In model theory, the satisfaction relation ⊧ relates a first-order theory with a collection of sets, functions and relations. The collection of elements those sets, functions and relations respectively take values in can be called the domain of discourse or universe.
Does this make every first-order theory implicitly an extension of set theory?
The signature of ZFC can be conservatively extended with the subset symbol ⊆, and the theory of ZFC conservatively extended with the formula ∀xy [ x ⊆ y ↔ ∀z [z ∈ x → z ∈ y] ]. Let’s call that theory ZFC ∪ ⊆.
One common theory is the theory of groups:
For signature Σ := {e0, i1, ×2}:
- ∀xyz [x × (y × z) ≡ (x × y) × z]
- ∀x [i(x) × x ≡ e]
- ∀x [e × x ≡ x]
One model of this theory can be given as:
- J(e) = 0
- J(i) = {(0,0), (1,1)}
- J(×) = {(0,0,0), (0,1,1), (1,0,1), (1,1,0)}
where 0 := ∅ and 1 := {∅}.
Because the model is a collection of sets, they already carry the structure of set theory.

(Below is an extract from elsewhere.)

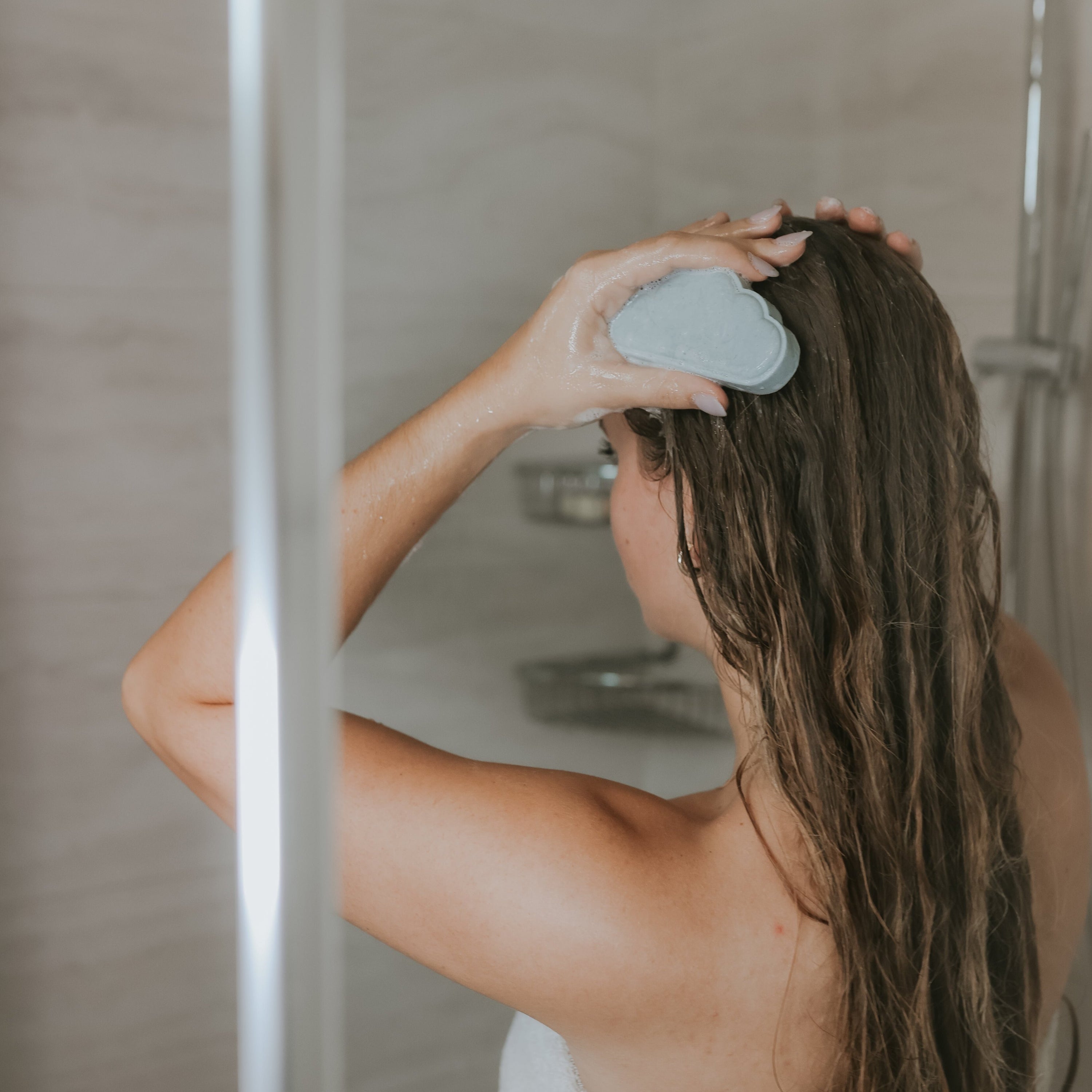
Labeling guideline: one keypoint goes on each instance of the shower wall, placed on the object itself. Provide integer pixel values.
(490, 145)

Therefore, if I extended the above theory of groups with the axioms of ZFC, the group part of the model would not change or be affected.
Doesn’t this mean that when we say a theory doesn’t have a model, we mean there is no set in a model of ZFC that models that theory? Since there are other set theories than ZFC, for example, ZF+CH, we know the theory of ZF+CH has a model, just not a model that is also contained in ZFC.
So does this mean that when we talk about a model of a theory, we are actually taking some model of some theory that gives us our semantics (for example, ZFC), and then extending it with the specific theory in focus (for example, the theory of groups)?